Reputation: 69
I've tried adding hashes through #Hash.new with no success, now I am trying .merge as per the forums with limited success as well. I'm trying to add #rand(1..100) into [0] without going into the hash manually. Any ideas?
#age = Hash.new
#email = Hash.new
#age2 = rand(1..100)
people = [
{
"first_name" => "Bob",
"last_name" => "Jones",
"hobbies" => ["basketball", "chess", "phone tag"]
},
{
"first_name" => "Molly",
"last_name" => "Barker",
"hobbies" => ["programming", "reading", "jogging"]
},
{
"first_name" => "Kelly",
"last_name" => "Miller",
"hobbies" => ["cricket", "baking", "stamp collecting"]
}
]
people[0].each do |w|
people.merge({:age => rand(1..100)})
puts "array 0 is #{w}"
end
puts p people
Upvotes: 0
Views: 75
Reputation: 211740
Assuming that's your structure, you do this:
people.each do |person|
person['age'] = rand(1..100)
end
You ideally want to use symbol-style keys instead.
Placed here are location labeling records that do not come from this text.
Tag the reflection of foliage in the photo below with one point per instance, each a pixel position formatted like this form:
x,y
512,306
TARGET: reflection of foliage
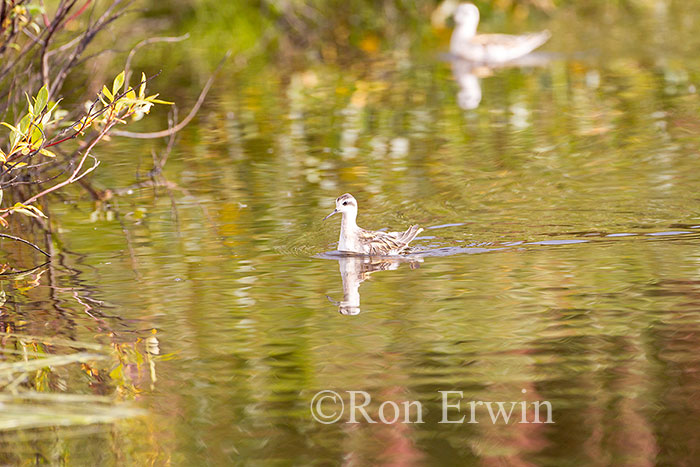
x,y
38,47
38,377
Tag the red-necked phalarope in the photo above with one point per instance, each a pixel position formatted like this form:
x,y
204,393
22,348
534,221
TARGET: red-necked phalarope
x,y
489,48
354,239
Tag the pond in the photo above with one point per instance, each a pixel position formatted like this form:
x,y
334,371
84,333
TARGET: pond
x,y
559,265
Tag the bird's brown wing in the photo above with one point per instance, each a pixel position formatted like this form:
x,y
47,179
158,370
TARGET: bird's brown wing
x,y
381,243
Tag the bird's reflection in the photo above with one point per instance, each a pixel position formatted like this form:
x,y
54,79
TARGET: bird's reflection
x,y
468,74
356,269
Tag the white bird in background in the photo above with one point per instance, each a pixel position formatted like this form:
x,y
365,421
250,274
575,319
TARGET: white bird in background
x,y
489,48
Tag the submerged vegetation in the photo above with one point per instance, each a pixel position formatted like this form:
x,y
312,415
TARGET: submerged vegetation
x,y
210,256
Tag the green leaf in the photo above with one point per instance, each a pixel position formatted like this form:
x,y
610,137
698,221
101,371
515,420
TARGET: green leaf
x,y
142,88
107,94
118,83
14,129
24,124
41,99
30,107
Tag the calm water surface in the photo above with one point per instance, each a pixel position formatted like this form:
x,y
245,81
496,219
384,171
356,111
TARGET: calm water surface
x,y
560,263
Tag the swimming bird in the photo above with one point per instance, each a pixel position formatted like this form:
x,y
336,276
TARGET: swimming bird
x,y
489,48
354,239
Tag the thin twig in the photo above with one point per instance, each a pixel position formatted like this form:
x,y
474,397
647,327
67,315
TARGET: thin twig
x,y
187,119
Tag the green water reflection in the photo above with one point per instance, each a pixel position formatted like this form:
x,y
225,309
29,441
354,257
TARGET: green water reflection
x,y
527,282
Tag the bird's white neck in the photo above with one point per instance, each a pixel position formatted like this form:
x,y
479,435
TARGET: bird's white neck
x,y
462,35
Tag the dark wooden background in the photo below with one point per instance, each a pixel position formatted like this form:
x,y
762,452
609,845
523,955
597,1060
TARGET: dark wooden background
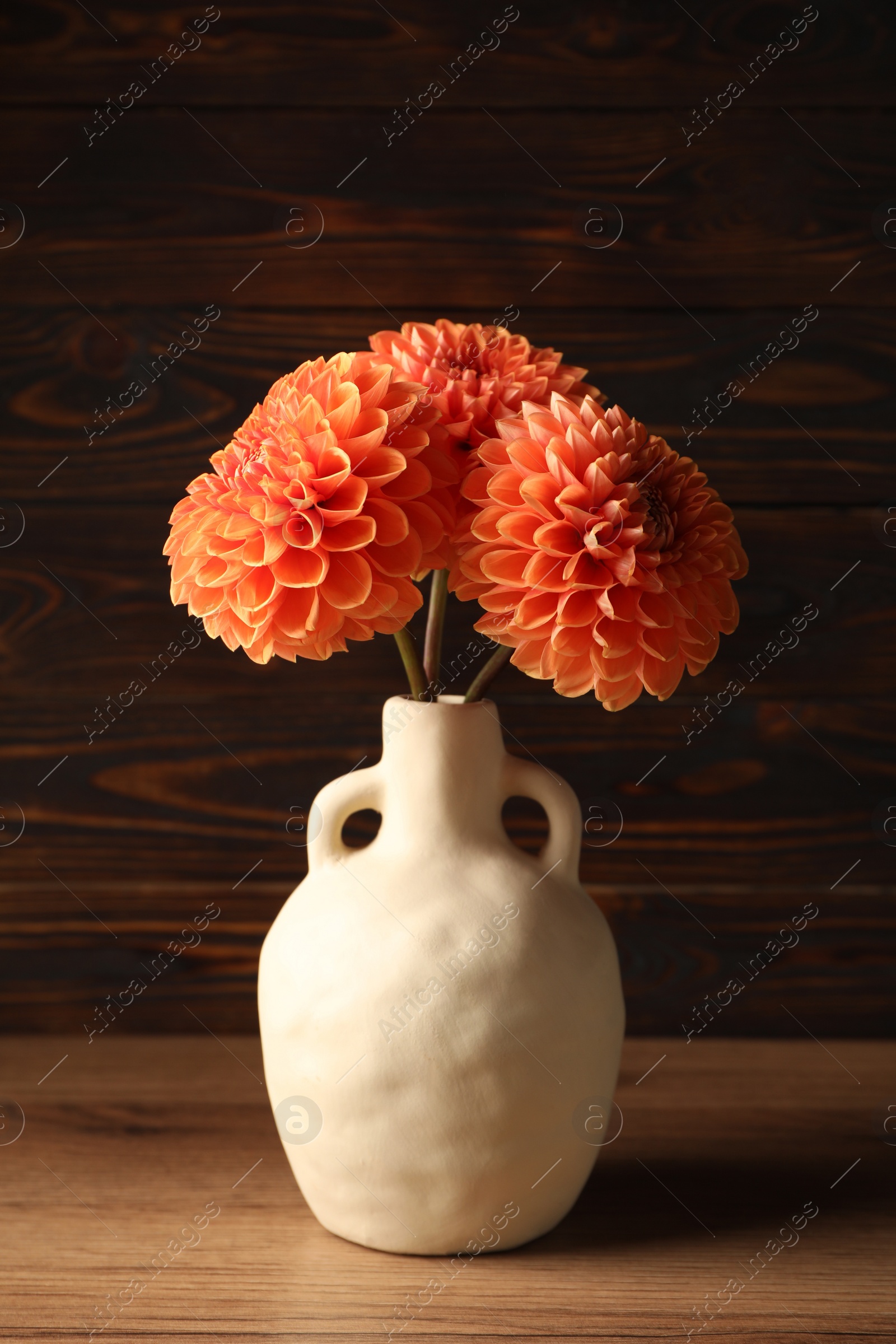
x,y
129,239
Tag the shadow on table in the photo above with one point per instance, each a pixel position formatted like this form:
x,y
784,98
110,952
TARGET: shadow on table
x,y
627,1203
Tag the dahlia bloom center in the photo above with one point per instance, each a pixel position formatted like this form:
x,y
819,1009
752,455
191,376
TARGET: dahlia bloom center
x,y
597,553
325,505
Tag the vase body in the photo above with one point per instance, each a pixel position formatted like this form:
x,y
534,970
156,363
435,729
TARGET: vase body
x,y
441,1014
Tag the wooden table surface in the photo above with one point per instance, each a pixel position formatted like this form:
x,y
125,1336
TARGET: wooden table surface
x,y
722,1146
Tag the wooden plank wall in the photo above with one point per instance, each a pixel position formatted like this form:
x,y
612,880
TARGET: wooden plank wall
x,y
778,203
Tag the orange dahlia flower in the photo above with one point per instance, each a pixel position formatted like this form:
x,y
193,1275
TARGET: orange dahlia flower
x,y
476,374
319,512
598,553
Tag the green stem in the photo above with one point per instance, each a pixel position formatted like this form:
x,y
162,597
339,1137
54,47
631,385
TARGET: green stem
x,y
435,627
413,666
487,676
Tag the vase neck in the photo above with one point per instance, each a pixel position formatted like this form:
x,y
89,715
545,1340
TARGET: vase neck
x,y
441,769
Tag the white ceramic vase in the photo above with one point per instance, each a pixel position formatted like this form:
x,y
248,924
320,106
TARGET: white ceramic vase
x,y
441,1014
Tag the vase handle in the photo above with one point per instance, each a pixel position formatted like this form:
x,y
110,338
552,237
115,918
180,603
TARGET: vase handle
x,y
332,808
527,780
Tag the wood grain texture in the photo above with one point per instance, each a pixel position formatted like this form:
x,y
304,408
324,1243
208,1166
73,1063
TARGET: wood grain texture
x,y
814,427
474,212
720,1146
167,209
347,54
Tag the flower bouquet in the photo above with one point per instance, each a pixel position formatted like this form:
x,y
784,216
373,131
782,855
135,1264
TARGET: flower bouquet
x,y
441,1014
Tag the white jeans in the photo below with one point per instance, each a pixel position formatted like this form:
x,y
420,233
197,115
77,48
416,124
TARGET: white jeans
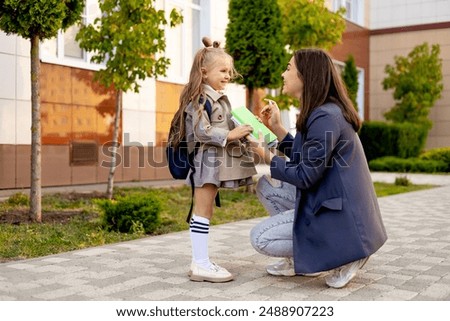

That would mean declaring them like this:
people = [
{
first_name: "Bob",
last_name: "Jones",
...
},
...
]
That way you access them like people[0][:first_name]
. Your merged in hash uses symbol keys for :age
. Remember in Ruby strings and symbols are not equivalent, that is 'bob' != :bob
. You should use symbols for regular structures like this, strings for more arbitrary data.